I'll try to describe the effect as best I can and I'm hope you'll know I'm talking about.
It's the wavy, lines of light that you will see cast on walls from perhaps an aqaurium, or from underneath the surface of the sea looking up.

Far as I can tell, they're the result of light reflecting the contours of the "current".

Any info appreciated! :)

Small example: http://en.wikipedia.org/wiki/Image:Whiteshark-TGoss5.jpg

greglondon
12-04-2006, 02:37 AM
I think its a shadow cast by the waves/ripples on the surface.

well, not really a "shadow", but as light enters water, it bends
(unless the light is entering perpendicular to teh surface)
And if you have waves on the surface, the light is being bent
at different angles, so there will be points under the water that
get more light because more light is bent to that location.

If I were describing it in a fiction, I'd probably say something like
"the water rippled, casting shadows on the wall"
or something.

If its non fiction, I have no clue if there's a term for this.

K1P1
12-04-2006, 03:14 AM
There are several different things at work here, with the light.

One is reflection - that would be the light reflected off the surface of the water onto the sides of a pool or aquarium above the water. Since some of the light is being reflected off the surface, it's dimmer underwater than above.

The second is refraction. That's what happens when light passed through a medium (like a prism) and is bent. This happens when the light enters the water and the angle at which it's striking changes at that interface so it goes off to one side.

Like Greg said, because the waves at the surface are curved, with convex areas and concave areas, refraction is not consistent across the whole area of the water. The light gets focused on some areas and diffused away from others so you get bright lines and darker, shadowed lines. They tend to make lines because the crest (and trough) of a wave forms a line.

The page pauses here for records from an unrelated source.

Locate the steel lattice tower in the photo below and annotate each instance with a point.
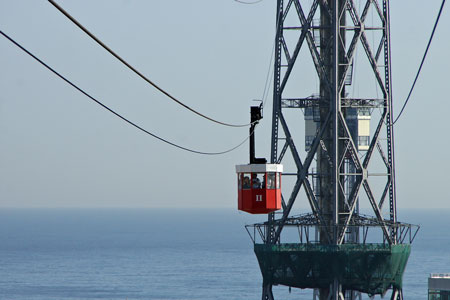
(336, 173)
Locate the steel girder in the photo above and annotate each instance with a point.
(335, 86)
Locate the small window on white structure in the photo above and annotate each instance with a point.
(363, 140)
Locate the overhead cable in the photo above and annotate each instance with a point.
(137, 72)
(115, 113)
(421, 64)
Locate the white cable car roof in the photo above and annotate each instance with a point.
(259, 168)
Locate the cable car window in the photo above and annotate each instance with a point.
(246, 181)
(271, 180)
(258, 180)
(239, 181)
(278, 180)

You could talk about the refracted light rippling on the bottom and sides, or describe the constantly moving light focusing and refocusing because of the restless waves. :) But, I wouldn't call it a "current" because currents are flows of water, like the current of a river that runs down to the ocean or the Gulf Current, that flows north up the east coast of the US. What you're talking about is the result of wave action, not current.

Akuma
12-04-2006, 03:33 AM
All right, thank you very much, guys. I've been blundering with the descriptions of this one and your work far better.

Besides, I think it's best if I didn't use some obscure scientific term that readers won't know. ;)

K1P1
12-04-2006, 03:51 AM
I'm not sure what the obscure scientific terms would be--haven't done any physics since about 1972. :)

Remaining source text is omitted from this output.